Séance en hémicycle du 9 septembre 2014 à 15h00
Adaptation de la société au vieillissement — Discussion générale

Photo issue du site de l'Assemblée nationale ou de WikipediaDenis Jacquat :

Madame la présidente, madame la ministre, madame la secrétaire d’État, madame la rapporteure, madame la rapporteure pour avis, mes chers collègues, avec des ressources réduites aux 645 millions d’euros de la CASA, les ambitions du présent texte sont nécessairement modestes. Vous avez d’ailleurs, madame la secrétaire d’État, été extrêmement claire à ce sujet lors de votre audition par la commission des affaires sociales, et je vous en remercie.
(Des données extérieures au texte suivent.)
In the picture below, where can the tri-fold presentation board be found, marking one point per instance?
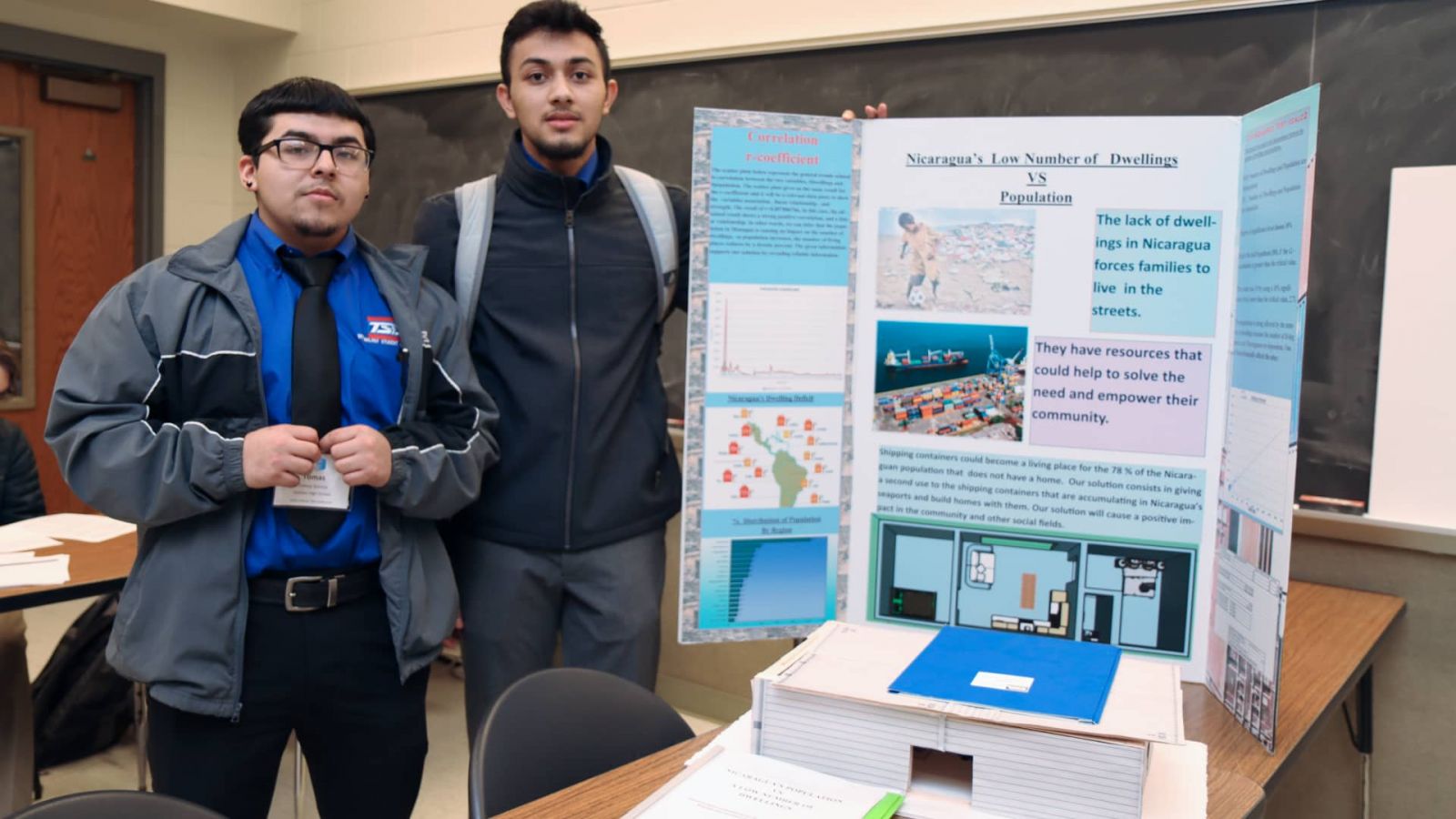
(1036, 375)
Ce projet de loi a cependant le mérite d’exister, même s’il est loin d’être à la hauteur des attentes, comme l’a indiqué fort justement le CESE. Celui-ci déclarait en effet le 26 mars dernier : « Le financement du projet de loi […] n’est pas à la hauteur des ambitions affichées et ne correspond pas aux besoins des personnes âgées. » En effet, son financement est exclusivement assuré par un prélèvement sur des pensions de retraite, à hauteur de 0,3 %.

Les dépenses consacrées chaque année à la perte d’autonomie s’élèvent à environ 30 milliards d’euros : 21 milliards d’euros de dépenses publiques et 7 à 10 milliards d’euros provenant des familles. Or nous savons depuis longtemps que le poids du reste à charge en établissement, et de plus en plus à domicile, devient insupportable pour les familles en raison des effets cumulés de la démographie et de la crise économique : les montants restant à la charge des familles une fois toutes les aides déduites dépassent de plus en plus leurs capacités financières.
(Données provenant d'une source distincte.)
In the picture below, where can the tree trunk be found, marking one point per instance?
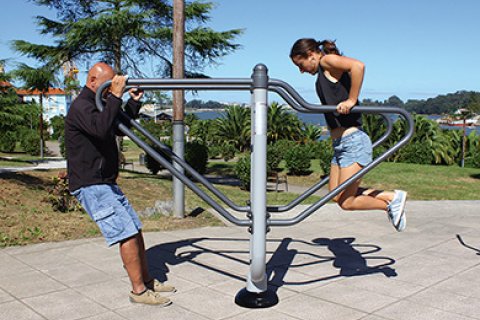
(41, 125)
(178, 108)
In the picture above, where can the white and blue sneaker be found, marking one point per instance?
(396, 210)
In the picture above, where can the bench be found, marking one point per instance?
(275, 177)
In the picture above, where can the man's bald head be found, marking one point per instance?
(98, 74)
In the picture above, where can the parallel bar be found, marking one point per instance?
(164, 162)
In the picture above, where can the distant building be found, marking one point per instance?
(56, 101)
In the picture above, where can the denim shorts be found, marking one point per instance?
(109, 208)
(355, 147)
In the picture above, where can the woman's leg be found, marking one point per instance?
(354, 198)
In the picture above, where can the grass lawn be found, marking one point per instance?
(27, 217)
(423, 182)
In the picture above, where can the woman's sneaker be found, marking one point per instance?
(150, 297)
(396, 210)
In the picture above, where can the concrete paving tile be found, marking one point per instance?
(111, 294)
(46, 259)
(382, 284)
(112, 265)
(105, 316)
(78, 275)
(18, 311)
(357, 298)
(145, 312)
(299, 281)
(30, 284)
(91, 251)
(407, 310)
(4, 296)
(448, 301)
(180, 284)
(464, 284)
(198, 274)
(232, 287)
(38, 247)
(307, 307)
(65, 304)
(11, 266)
(428, 268)
(208, 303)
(373, 317)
Pour diminuer cette charge, le projet de loi prévoit d’augmenter le plafond pour chaque GIR. Si l’on peut juger cette initiative satisfaisante, on ne peut que s’inquiéter des modalités d’application de cette revalorisation ; elles suscitent d’ailleurs de vives réactions de la part des associations.

En effet, le relèvement le plus significatif concerne les personnes en GIR 1 et 2, à savoir les plus dépendantes. Or, cette proposition n’est pas adaptée à la réalité, car 80 % de ces personnes, qui ne représentent que 3 % des bénéficiaires de l’APA, vivent à domicile.
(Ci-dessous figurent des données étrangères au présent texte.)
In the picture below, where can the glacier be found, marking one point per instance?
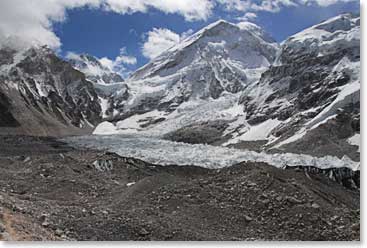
(164, 152)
Par ailleurs, les personnes en GIR 5 et 6, non bénéficiaires de l’APA, ne doivent pas être les oubliées du texte. Un droit universel d’aide à l’autonomie, intégrant les dimensions de prévention et d’accompagnement, dont le financement serait fondé sur la solidarité nationale, serait plus juste. Il faut favoriser la convergence, sans confusion, en supprimant les barrières de l’âge, pour mettre en oeuvre un droit universel à la compensation de la perte d’autonomie, quelle que soit l’origine de cette dernière.

Il est regrettable qu’aucune disposition du projet de loi ne concerne les personnes handicapées vieillissantes et les chibanis.

Ce projet de loi vise – et je m’en réjouis –, d’une part, à faire évoluer le regard de la société sur le vieillissement et, d’autre part, à ce que toutes les politiques publiques intègrent la question du vieillissement.

Pour y arriver, des financements complémentaires importants sont nécessaires. Il faudrait que le prochain projet de loi de financement de la Sécurité sociale sanctuarise les fonds provenant de la CASA, de sorte que ceux-ci soient affectés dès le 1er janvier 2015 au financement du présent projet de loi.

Les millions d’aidants familiaux, jusqu’ici peu soutenus par les pouvoirs publics, pourraient ainsi bénéficier très rapidement d’un droit au répit.

Enfin, le format de ce projet de loi est réduit par rapport à ce que nous attendions. Il y manque un pilier essentiel, celui de la réforme de l’accompagnement en établissement. Le rapport annexé indique : « Dans un deuxième temps, lorsque le redressement des finances publiques entrepris par le Gouvernement l’aura permis, la réforme de l’accompagnement en établissement devra rendre l’offre plus accessible. » J’espère que cette seconde étape de la réforme, qui aurait dû être débattue dès aujourd’hui, ne sera pas reportée à la Saint-Glinglin. N’oublions pas, en effet, que l’État ne met pas un euro sur la table pour en financer la première étape, notamment la diminution du reste à charge.